Taking a lesson from [KrMa:11]

, which shows that often the features are not equally important, we tried to achieve better overall performance including a feature selection operation. In this paper we utilize the information gain filtering technique, often used in decision trees. In particular, this method is based on the calculation of entropy of the data as a whole and for each class. We apply the feature filtering to ISAC and DASH+ referring to them, respectively, as ISAC_filt and DASH+filt, having an improvement in both cases.
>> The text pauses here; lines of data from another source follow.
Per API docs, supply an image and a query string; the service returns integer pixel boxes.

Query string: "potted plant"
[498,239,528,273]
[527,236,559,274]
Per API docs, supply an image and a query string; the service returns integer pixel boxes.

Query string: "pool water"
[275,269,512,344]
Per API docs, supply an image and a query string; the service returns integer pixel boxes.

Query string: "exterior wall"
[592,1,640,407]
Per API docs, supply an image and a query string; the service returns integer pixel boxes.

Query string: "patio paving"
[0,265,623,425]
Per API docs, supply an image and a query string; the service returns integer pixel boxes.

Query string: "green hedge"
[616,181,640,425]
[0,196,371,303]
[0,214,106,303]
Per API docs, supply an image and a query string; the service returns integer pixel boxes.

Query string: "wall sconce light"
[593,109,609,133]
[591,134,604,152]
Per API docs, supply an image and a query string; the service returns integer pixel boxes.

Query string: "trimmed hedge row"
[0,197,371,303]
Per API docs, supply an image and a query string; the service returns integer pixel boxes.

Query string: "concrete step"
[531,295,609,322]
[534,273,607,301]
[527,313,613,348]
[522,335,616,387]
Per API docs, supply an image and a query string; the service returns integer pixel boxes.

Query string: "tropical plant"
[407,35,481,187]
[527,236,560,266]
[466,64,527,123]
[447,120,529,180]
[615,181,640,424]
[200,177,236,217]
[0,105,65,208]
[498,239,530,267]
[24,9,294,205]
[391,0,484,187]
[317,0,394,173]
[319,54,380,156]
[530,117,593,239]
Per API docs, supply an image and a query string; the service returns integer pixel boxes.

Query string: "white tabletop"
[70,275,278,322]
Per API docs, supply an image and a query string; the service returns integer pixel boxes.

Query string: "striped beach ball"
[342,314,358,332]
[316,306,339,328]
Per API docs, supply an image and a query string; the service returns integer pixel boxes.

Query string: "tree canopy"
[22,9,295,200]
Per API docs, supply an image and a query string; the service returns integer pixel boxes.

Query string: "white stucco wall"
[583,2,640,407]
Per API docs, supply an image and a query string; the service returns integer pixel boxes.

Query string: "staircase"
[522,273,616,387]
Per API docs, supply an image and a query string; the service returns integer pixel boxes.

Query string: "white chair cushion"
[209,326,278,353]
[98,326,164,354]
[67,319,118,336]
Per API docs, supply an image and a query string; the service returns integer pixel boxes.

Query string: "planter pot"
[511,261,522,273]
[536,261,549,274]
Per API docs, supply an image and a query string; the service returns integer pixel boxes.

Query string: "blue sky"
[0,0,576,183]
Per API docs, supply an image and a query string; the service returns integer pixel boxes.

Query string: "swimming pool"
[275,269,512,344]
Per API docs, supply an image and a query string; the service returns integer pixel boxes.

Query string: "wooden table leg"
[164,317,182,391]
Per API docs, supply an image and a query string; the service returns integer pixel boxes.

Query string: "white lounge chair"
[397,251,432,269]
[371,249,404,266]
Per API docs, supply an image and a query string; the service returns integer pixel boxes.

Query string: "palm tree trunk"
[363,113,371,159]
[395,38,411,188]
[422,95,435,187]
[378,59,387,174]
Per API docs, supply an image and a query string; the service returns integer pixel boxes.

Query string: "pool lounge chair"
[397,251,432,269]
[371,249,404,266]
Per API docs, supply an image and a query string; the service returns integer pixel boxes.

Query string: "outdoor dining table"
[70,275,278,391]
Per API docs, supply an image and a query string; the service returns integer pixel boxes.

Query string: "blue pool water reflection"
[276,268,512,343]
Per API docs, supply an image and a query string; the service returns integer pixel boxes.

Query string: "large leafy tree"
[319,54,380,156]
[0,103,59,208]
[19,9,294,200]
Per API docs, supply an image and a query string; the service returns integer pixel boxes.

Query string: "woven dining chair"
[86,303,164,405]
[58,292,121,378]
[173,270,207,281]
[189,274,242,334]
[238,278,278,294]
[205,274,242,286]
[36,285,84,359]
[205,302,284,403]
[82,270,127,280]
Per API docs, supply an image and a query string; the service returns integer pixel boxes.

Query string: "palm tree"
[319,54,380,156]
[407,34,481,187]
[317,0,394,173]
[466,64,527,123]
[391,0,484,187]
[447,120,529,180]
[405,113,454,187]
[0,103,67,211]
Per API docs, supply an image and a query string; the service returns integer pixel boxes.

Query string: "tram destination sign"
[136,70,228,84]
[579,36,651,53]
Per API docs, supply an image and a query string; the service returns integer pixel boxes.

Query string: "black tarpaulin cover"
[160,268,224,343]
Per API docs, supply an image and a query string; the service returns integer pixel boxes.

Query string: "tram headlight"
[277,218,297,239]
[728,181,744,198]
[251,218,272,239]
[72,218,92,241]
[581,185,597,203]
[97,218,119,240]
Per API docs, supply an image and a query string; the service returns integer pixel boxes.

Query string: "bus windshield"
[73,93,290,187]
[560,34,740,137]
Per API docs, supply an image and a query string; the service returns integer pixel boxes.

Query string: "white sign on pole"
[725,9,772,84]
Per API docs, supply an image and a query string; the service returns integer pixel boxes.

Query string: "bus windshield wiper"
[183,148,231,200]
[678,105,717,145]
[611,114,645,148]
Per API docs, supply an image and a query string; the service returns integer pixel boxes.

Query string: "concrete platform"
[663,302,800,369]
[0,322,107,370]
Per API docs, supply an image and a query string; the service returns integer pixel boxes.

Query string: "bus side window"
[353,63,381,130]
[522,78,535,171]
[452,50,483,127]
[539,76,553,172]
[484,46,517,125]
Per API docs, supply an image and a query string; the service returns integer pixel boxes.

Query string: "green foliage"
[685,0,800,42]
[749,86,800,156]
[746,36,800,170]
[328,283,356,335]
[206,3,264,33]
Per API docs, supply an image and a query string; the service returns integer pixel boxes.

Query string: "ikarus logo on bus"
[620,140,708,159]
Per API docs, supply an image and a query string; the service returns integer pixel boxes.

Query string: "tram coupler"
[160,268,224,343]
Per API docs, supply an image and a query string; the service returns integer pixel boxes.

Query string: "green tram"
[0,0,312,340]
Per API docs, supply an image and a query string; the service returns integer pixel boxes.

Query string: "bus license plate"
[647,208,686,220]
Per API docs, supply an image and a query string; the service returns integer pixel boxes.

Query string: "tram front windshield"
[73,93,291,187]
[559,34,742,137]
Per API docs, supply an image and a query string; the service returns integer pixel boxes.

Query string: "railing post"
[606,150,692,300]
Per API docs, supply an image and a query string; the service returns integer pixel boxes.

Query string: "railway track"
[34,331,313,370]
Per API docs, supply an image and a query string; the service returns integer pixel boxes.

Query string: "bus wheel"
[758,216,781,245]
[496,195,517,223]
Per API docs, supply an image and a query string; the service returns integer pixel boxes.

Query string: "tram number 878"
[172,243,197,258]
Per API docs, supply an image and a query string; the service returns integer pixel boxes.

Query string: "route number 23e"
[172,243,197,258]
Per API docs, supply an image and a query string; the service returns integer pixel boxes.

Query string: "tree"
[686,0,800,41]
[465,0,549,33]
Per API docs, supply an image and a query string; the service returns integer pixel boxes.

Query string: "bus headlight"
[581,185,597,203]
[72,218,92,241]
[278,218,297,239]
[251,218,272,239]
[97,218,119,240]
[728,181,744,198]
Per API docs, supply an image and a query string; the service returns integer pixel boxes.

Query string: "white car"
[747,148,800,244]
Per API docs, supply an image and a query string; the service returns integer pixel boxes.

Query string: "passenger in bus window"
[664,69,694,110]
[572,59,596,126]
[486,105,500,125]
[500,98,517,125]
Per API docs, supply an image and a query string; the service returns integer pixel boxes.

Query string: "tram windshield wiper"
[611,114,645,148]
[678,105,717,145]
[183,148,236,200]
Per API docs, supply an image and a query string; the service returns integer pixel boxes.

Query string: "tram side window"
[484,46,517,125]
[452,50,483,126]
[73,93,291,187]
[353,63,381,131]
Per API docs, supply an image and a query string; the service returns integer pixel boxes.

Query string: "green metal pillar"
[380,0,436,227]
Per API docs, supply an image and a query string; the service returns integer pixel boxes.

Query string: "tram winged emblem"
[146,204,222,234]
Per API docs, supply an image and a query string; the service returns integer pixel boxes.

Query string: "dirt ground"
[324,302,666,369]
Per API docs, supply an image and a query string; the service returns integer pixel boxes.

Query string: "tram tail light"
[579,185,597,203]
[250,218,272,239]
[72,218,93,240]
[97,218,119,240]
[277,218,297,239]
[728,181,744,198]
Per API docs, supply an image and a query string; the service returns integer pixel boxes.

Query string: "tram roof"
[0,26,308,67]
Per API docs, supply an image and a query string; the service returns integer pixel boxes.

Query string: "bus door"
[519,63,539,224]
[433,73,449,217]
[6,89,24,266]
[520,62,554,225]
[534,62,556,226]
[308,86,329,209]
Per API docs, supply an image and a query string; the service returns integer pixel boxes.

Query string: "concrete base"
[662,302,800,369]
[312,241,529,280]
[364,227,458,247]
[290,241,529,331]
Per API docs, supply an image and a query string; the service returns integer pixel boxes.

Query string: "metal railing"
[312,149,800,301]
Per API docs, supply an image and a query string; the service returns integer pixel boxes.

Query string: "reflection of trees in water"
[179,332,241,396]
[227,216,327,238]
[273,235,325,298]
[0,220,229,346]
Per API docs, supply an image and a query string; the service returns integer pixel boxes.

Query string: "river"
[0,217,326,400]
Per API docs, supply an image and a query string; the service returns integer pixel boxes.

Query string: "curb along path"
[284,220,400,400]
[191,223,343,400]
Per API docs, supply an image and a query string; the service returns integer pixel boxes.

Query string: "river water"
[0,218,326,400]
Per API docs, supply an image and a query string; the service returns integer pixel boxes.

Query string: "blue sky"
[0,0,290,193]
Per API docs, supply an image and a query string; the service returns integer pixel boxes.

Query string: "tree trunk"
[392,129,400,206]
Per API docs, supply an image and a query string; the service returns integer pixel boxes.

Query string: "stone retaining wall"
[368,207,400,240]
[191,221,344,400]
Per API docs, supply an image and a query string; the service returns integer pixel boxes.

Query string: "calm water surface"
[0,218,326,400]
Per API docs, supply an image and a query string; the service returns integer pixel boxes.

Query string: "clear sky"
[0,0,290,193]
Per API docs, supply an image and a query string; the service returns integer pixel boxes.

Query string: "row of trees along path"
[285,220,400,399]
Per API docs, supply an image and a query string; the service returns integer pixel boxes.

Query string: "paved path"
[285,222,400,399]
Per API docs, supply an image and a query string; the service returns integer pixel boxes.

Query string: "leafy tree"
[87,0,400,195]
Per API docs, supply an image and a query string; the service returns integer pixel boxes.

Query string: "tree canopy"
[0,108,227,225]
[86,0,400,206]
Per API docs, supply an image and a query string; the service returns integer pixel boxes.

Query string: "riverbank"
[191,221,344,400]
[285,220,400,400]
In particular, the resulting solver DASH+filt performs considerably better than everything else.

We finally show the performance of a virtual best solver if allowed to use DASH. And what we observe is that even though the current implementation cannot overtake VBS, future refinements to the portfolio techniques will be able to achieve performances much better than techniques that rely purely on sticking to a single heuristic.

4 Conclusion

In this paper we introduce a Dynamic Approach for Switching Heuristics (DASH). Using MIP as the running example, we show how to automatically determine when a subproblem observed during a branch and bound search is significantly different from what has been observed before, and therefore warrants a change of tactics used while solving it. Employing a diverse set of instances we demonstrate that significant performance improvements are possible if a solver does not stick to using a single guiding heuristic.